Werden die Füße dauerhaft falsch belastet, können bleibende Fehlstellungen entstehen. Eine davon sind die sogenannten „Hammerzehen“. Dabei krümmen sich eine oder alle drei mittlere Zehen so weit nach oben, dass sie einen Höcker bilden. In dieser Position drücken sie schmerzhaft gegen die Schuhdecke, Hühneraugen sind die Folge. „Hier sind eine Schuhanpassung oder andere Hilfsmittel nicht immer erfolgreich. Bei hartnäckigen Schwielen, Schleimbeutelentzündungen, Knochenwülsten und Fehlstellungen, bei denen sich die Zehen nicht mehr in die normale Position bewegen lassen, kommen auch operative Eingriffe infrage“, schildert Orthopäde Menke.

Der „Ballerina-“ oder „Tänzer-Fuß“ zeugt von großer Belastung
Der „Ballerina-“ oder „Tänzer-Fuß“ zeugt von großer Belastung Foto: Privatarchiv Prof. Dr. Wolfgang Menke

Der „Ballerina-“ oder „Tänzer-Fuß“

Wer sich einmal Ballettschuhe aus der Nähe angesehen oder gar damit getanzt hat, weiß, welche Kräfte dabei auf den Fuß einwirken. „An der Großzehe kommt es durch ständige Druck- und Schubbelastung zu Einblutungen unter dem Zehennagel. Verbiegung und Überstreckung der Zehengelenke verursachen Zerrungen und Verstauchungen“, führt Orthopäde Menke aus.

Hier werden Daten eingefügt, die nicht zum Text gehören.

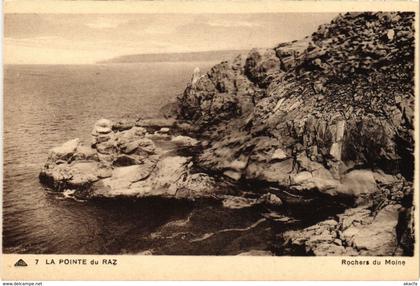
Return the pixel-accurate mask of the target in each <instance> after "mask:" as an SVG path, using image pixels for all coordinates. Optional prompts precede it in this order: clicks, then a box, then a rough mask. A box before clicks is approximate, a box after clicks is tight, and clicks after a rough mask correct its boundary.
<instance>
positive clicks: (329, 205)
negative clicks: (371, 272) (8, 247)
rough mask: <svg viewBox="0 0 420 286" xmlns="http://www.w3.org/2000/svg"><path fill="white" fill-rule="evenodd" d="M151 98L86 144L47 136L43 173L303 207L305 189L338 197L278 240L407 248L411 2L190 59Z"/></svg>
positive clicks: (334, 246) (97, 195)
mask: <svg viewBox="0 0 420 286" xmlns="http://www.w3.org/2000/svg"><path fill="white" fill-rule="evenodd" d="M163 109H164V110H163V111H164V113H165V117H166V118H165V119H141V120H139V121H137V122H135V121H132V120H121V121H119V122H117V123H113V122H111V121H109V120H106V119H102V120H99V121H98V122H96V124H95V126H94V129H93V131H92V144H91V147H86V146H83V145H81V143H80V142H79V140H78V139H75V140H71V141H69V142H67V143H65V144H63V145H62V146H60V147H56V148H53V149H52V150H51V152H50V155H49V158H48V161H47V163H46V164H45V166H44V168H43V169H42V171H41V174H40V180H41V182H42V183H44V184H45V185H47V186H49V187H51V188H53V189H54V190H58V191H64V190H71V192H72V193H73V195H74V196H76V197H82V198H98V197H99V198H114V197H117V196H118V197H120V196H123V197H137V198H143V197H150V196H155V197H164V198H182V199H189V200H195V199H198V198H212V199H215V198H216V199H220V200H221V203H222V204H223V206H225V207H227V208H244V207H250V206H255V205H256V204H263V205H264V206H265V209H266V208H267V207H269V208H271V209H280V208H281V209H283V210H284V209H287V208H296V205H299V204H300V205H301V207H300V210H301V212H302V217H303V218H305V214H303V213H306V210H307V209H311V205H310V204H311V203H312V205H314V204H315V205H316V208H315V209H316V210H317V211H319V212H324V211H325V213H327V212H328V211H327V209H334V207H335V206H336V205H337V207H336V208H335V210H337V211H338V210H341V211H342V210H343V208H342V205H343V204H345V207H346V208H347V210H346V211H345V212H344V213H342V214H338V215H333V216H331V217H329V219H327V220H324V219H325V218H326V217H328V214H324V215H321V216H319V217H320V219H318V220H317V221H316V219H315V220H313V219H312V220H311V224H313V223H316V222H318V223H316V224H314V225H313V226H309V227H307V226H308V225H309V224H308V223H306V225H305V223H303V225H304V228H303V229H292V230H289V231H286V232H285V233H282V234H280V235H279V238H278V241H279V245H281V247H282V248H283V250H282V251H281V252H283V254H305V255H412V254H413V245H414V222H413V219H414V215H413V213H414V207H413V176H414V173H413V172H414V154H413V152H414V13H408V12H407V13H406V12H392V13H382V12H379V13H370V12H369V13H347V14H345V15H339V16H338V17H336V18H335V19H334V20H332V21H331V23H329V24H326V25H322V26H320V27H319V28H318V30H317V31H316V32H314V33H313V34H312V35H311V36H308V37H306V38H304V39H302V40H299V41H293V42H289V43H282V44H279V45H277V46H276V47H274V48H273V49H265V50H261V49H253V50H251V51H250V52H249V54H248V55H247V56H244V55H239V56H237V57H236V58H235V59H233V60H232V61H231V62H229V61H224V62H222V63H220V64H218V65H216V66H214V67H213V68H212V69H211V70H210V71H209V72H207V73H206V74H201V73H200V71H199V69H196V70H195V71H194V74H193V76H192V80H191V83H190V84H189V85H188V86H187V88H186V89H185V91H184V93H183V94H182V95H181V96H179V97H178V101H177V104H169V105H167V106H165V107H163ZM174 112H175V113H176V117H177V118H176V119H175V118H173V117H171V115H172V114H173V113H174ZM185 135H188V136H185ZM190 136H193V137H195V138H191V137H190ZM162 141H163V142H164V144H160V143H159V142H162ZM168 146H170V147H169V149H168ZM161 147H162V148H161ZM165 148H166V149H165ZM186 150H188V152H185V151H186ZM221 183H223V184H224V183H226V185H229V186H230V187H232V186H233V187H232V189H231V190H228V188H224V187H221V186H220V185H221ZM249 186H250V187H251V188H248V189H246V188H247V187H249ZM256 186H258V190H257V189H256ZM241 188H242V190H240V189H241ZM233 189H234V190H233ZM238 189H239V191H238ZM314 202H315V203H314ZM331 206H333V207H331ZM297 209H299V207H297ZM335 213H337V212H335ZM262 215H263V216H264V217H266V218H267V219H270V220H272V221H277V222H280V223H285V222H286V224H287V223H288V222H291V221H294V220H293V219H289V218H285V217H282V216H279V215H277V214H276V213H275V212H273V213H268V214H267V213H266V214H262ZM321 217H322V218H321ZM320 220H324V221H321V222H319V221H320ZM300 225H302V224H300ZM283 230H284V228H283ZM371 237H375V240H372V239H370V238H371Z"/></svg>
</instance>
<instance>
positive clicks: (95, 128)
mask: <svg viewBox="0 0 420 286" xmlns="http://www.w3.org/2000/svg"><path fill="white" fill-rule="evenodd" d="M112 125H113V124H112V121H111V120H108V119H104V118H102V119H99V120H98V121H96V123H95V126H94V127H93V130H92V135H93V136H99V135H101V134H108V133H110V132H112Z"/></svg>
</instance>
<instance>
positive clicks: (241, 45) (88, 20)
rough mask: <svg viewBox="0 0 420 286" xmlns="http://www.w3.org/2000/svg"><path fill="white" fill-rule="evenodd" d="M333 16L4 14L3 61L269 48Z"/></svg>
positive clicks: (129, 14) (306, 15) (47, 62)
mask: <svg viewBox="0 0 420 286" xmlns="http://www.w3.org/2000/svg"><path fill="white" fill-rule="evenodd" d="M335 16H336V14H331V13H322V14H296V13H281V14H280V13H273V14H118V15H115V14H102V15H101V14H64V15H63V14H5V27H4V37H5V38H4V53H5V63H6V64H10V63H19V64H79V63H94V62H97V61H100V60H104V59H110V58H113V57H117V56H121V55H130V54H143V53H167V52H191V51H210V50H230V49H250V48H252V47H272V46H274V45H275V44H277V43H280V42H284V41H290V40H295V39H300V38H303V37H304V36H306V35H309V34H311V33H312V32H313V31H314V30H315V29H316V28H317V27H318V25H320V24H323V23H327V22H329V21H330V20H331V19H332V18H334V17H335Z"/></svg>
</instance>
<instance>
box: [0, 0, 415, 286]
mask: <svg viewBox="0 0 420 286" xmlns="http://www.w3.org/2000/svg"><path fill="white" fill-rule="evenodd" d="M3 8H4V13H262V12H348V11H415V12H416V27H418V24H419V15H418V13H419V3H418V2H407V1H404V2H361V1H358V2H351V1H345V2H343V1H337V2H332V1H316V2H315V1H299V2H285V1H235V2H221V1H215V2H211V1H202V2H176V1H170V2H169V1H168V2H132V1H129V2H121V1H115V2H114V1H106V2H104V1H95V2H94V1H65V2H63V1H55V2H54V1H36V0H34V1H20V0H15V1H10V0H9V1H5V3H4V6H3ZM418 44H419V43H418V33H416V60H415V62H416V64H417V66H416V69H415V70H416V112H415V116H416V118H415V130H416V131H417V132H416V138H415V139H416V142H419V140H420V137H419V132H418V129H419V112H418V111H419V91H418V86H419V74H418V63H419V45H418ZM5 56H7V55H5ZM415 152H416V162H415V168H416V172H415V175H416V177H415V192H416V196H415V205H416V206H418V205H419V172H418V170H419V146H418V143H417V144H416V148H415ZM415 223H416V226H415V229H416V239H417V241H418V239H419V212H418V211H417V212H416V218H415ZM414 253H415V255H416V256H415V257H400V258H398V257H396V258H395V257H389V258H386V257H353V258H352V257H244V256H241V257H232V256H214V257H209V256H132V255H124V256H111V255H104V256H90V255H2V260H1V271H2V272H1V278H2V279H3V280H406V281H407V280H417V279H418V277H419V243H418V242H417V243H416V245H415V251H414ZM20 258H22V259H24V260H25V261H26V262H27V263H28V264H29V266H28V267H14V266H13V265H14V264H15V262H16V261H17V260H18V259H20ZM65 258H85V259H86V260H87V262H88V264H87V265H67V266H65V265H58V264H57V263H58V260H59V259H65ZM35 259H39V264H38V265H35ZM51 259H54V260H55V261H56V264H55V265H46V264H45V261H46V260H49V261H51ZM92 259H98V260H100V261H102V259H117V260H118V265H117V266H113V265H100V264H99V265H95V266H92V265H90V264H89V261H90V260H92ZM342 259H347V260H354V259H357V260H369V261H370V265H369V266H344V265H341V261H342ZM385 259H392V260H399V261H402V260H404V261H405V266H389V265H384V264H385V263H384V261H385ZM374 260H380V261H382V265H381V266H375V265H372V262H373V261H374Z"/></svg>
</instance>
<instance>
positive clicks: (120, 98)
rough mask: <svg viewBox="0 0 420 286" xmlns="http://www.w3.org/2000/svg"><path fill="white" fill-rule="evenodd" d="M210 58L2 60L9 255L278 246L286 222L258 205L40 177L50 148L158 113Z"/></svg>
mask: <svg viewBox="0 0 420 286" xmlns="http://www.w3.org/2000/svg"><path fill="white" fill-rule="evenodd" d="M214 64H215V63H214V62H198V63H192V62H188V63H180V62H177V63H147V64H145V63H139V64H102V65H99V64H98V65H62V66H57V65H56V66H48V65H38V66H20V65H19V66H18V65H15V66H5V70H4V174H3V175H4V181H3V187H4V188H3V252H5V253H45V254H51V253H56V254H60V253H61V254H151V253H152V254H166V255H172V254H173V255H180V254H184V255H188V254H189V255H236V254H239V253H243V252H248V251H269V252H272V253H275V252H276V244H278V241H276V233H278V232H279V231H281V229H280V230H279V229H278V228H279V226H278V225H273V224H272V222H270V221H269V220H267V219H265V218H264V216H262V214H263V213H264V211H265V212H266V210H264V209H260V208H261V207H250V208H243V209H229V208H224V207H223V205H222V204H221V203H220V202H219V203H215V202H196V203H194V204H192V203H189V202H183V201H176V200H161V199H142V200H116V199H109V200H95V201H87V202H80V201H75V200H73V199H71V198H66V197H65V196H63V194H61V193H56V192H52V191H49V190H46V189H45V188H43V186H41V185H40V183H39V181H38V174H39V171H40V169H41V167H42V165H43V164H44V162H45V161H46V159H47V155H48V150H49V149H50V148H52V147H55V146H57V145H60V144H62V143H64V142H65V141H67V140H70V139H73V138H80V139H81V140H82V141H84V142H85V143H88V142H90V132H91V130H92V126H93V124H94V122H95V121H96V120H98V119H100V118H108V119H111V120H118V119H119V118H121V117H123V116H134V117H136V116H143V117H148V116H150V117H154V116H157V115H158V114H159V109H160V107H162V106H163V105H164V104H166V103H168V102H170V101H173V100H174V99H175V97H176V95H178V94H180V93H182V92H183V90H184V88H185V86H186V84H187V83H188V81H189V80H190V78H191V74H192V71H193V69H194V68H195V67H196V66H199V67H200V69H201V70H202V71H206V70H208V69H209V68H210V67H211V66H212V65H214ZM312 211H313V212H317V210H312ZM300 213H302V212H300ZM309 216H311V214H309ZM280 228H281V226H280Z"/></svg>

In der „En pointe“-Position, wenn das Körpergewicht der Tänzer auf den abgeflachten Schuhspitzen lastet, wird vor allem der Mittelfuß stark in Mitleidenschaft gezogen. Übermüdungsbrüche in diesem Bereich werden als „Ballerina-“ oder „Tänzerfraktur“ bezeichnet. „Auch eine ,Tänzerferse‘ kann Probleme bereiten, wenn bei maximaler Streckung des Fußes die Ferse am Hinterrand des Schienbeins anstößt“, schildert der Arzt. Tänzerinnen seien außerdem öfter von bleibenden Fehlstellungen der Zehen und vorzeitigem Gelenkverschleiß der hochbelasteten Großzehe betroffen.

Professor Dr. Wolfgang Menke ist Facharzt für Orthopädie
Professor Dr. Wolfgang Menke ist Facharzt für Orthopädie Foto: privat

Unser Experte: Prof. Dr. Wolfgang Menke

Der pensionierte Mediziner leitete die Rehaklinik Saarschleife in Orscholz, war daneben lange Zeit als Orthopäde auch in Luxemburg tätig und ist jetzt noch im ambulanten Rehazentrum ZAR in Trier beschäftigt.